There is no guarantee as to which worker will start first when using .imap( ). The tasks are scheduled for execution, and the results are returned in the right order, but once the work is scheduled for the newly created workers, any one of them may get to run first. This seems to be not the case for ProcessPoolExecutor - the tasks seem to be always started in the input order, but I'm not sure if it's a guarantee or not.
Do you think this is an issue?
I'm using imap() for the progress bar. .map() just returns the results.

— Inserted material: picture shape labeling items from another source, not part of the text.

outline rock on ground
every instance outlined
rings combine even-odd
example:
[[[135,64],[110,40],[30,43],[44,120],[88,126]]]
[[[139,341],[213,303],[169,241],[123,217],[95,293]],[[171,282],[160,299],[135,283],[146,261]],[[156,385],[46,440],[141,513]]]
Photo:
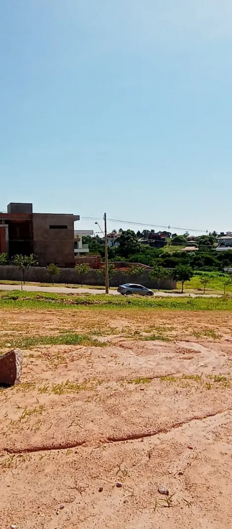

~Ok, this was actually pretty easy to fix. Instead of wrapping g into _call(), I wrap items into a generator instead:~
# |export
def _gen(items, pause):
for item in items:
time.sleep(pause)
yield item
~and in parallel()~
with ProcessPool(n_workers, context=get_context(method), reuse_workers=reuse_workers) as ex:
lock = Manager().Lock()
_g = partial(_call, lock, pause, n_workers, g)
r = ex.imap(_g, items, chunksize=chunksize)
~becomes~
with ProcessPool(n_workers, context=get_context(method), reuse_workers=reuse_workers) as ex:
_items = _gen(items, pause)
r = ex.imap(g, _items, chunksize=chunksize)
~What changes is, we pause in the parent process before handing work to the worker, and not in the worker before starting the work. Which means, we no longer even need the lock.~
@jph00 , please disregard the previous comment, I was wrong. Would it be an issue that the tasks can start out of order?